Fin 2023, une équipe de développeurs ukrainiens s'est rendue en Chine pour acquérir ces appareils. À l'usine, ils ont observé des dizaines d'unités ZTK-150 sur la ligne de production. Bien que des intermédiaires chinois aient initialement proposé de vendre la technologie de production, la direction de l'usine a refusé de manière inattendue lorsque l'équipe est revenue pour finaliser l'accord. Les intermédiaires ont alors proposé d'aider à assembler les drones dans un lieu sans restrictions à l'exportation et de former des pilotes ukrainiens. L'équipe a suivi la formation, documenté le processus et est retournée en Ukraine avec huit unités chinoises.
Deux ans plus tard, l'Ukraine a développé le MICH-2000. Selon le fabricant, il ne reste presque rien du design chinois original, hormis les contours de base. La version ukrainienne coûte environ 48 000 dollars et peut transporter une ogive pesant entre 25 et 60 kilogrammes. Le drone a déjà été déployé contre des ports, ainsi que des sites militaires et industriels dans la région de Moscou et à Engels-2.
L'attaque sur Engels-2 pourrait laisser la Russie avec seulement 43 avions Tu-95 opérationnels, dont environ 12 sont généralement actifs.

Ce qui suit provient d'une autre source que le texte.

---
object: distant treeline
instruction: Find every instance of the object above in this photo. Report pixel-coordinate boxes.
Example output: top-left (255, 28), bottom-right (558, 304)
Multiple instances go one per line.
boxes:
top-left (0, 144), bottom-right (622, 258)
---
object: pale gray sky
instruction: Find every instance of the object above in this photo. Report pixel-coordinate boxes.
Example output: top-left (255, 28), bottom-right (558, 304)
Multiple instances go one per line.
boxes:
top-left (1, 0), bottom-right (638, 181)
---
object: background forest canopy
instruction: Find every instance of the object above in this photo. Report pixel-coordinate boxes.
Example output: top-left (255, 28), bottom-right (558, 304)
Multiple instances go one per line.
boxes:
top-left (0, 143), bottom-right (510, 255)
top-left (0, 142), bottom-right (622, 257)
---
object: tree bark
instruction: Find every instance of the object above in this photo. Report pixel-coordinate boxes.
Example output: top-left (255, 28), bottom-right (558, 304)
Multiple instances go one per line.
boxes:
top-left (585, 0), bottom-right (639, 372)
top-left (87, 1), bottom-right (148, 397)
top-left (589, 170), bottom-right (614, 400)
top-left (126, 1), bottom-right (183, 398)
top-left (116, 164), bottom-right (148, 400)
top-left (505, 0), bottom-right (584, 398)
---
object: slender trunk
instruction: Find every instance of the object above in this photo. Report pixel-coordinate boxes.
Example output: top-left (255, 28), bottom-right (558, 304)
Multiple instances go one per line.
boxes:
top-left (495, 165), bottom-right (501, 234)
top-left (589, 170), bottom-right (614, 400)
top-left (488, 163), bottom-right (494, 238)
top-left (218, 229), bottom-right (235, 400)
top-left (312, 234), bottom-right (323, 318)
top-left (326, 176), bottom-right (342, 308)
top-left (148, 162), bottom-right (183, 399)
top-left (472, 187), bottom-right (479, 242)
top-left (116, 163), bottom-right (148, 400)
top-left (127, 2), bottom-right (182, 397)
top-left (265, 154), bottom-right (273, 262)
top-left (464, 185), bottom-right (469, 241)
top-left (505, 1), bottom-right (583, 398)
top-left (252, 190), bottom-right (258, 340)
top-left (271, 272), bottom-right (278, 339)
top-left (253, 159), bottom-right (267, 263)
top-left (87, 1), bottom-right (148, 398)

Cela s'inscrit dans le cadre d'une campagne ukrainienne visant à neutraliser les bombardiers russes, qui a atteint son apogée le 1er juin 2025, lorsque l'opération « Toile d'araignée » a permis de détruire ou d'endommager au moins sept Tu-95 et quatre Tu-22M. L'objectif de l'Ukraine est de frapper ces bombardiers avant qu'ils ne puissent lancer des missiles sur les villes et infrastructures ukrainiennes.
La Russie possède environ 120 bombardiers des modèles Tu-95, Tu-22M et Tu-160. Le MICH-2000 est actuellement produit au rythme de 6 000 unités par an, avec un objectif de 10 000. Huit versions principales sont disponibles, offrant des options de systèmes de communication analogiques, numériques ou Starlink, ainsi que divers types d'ogives et de configurations de guidage.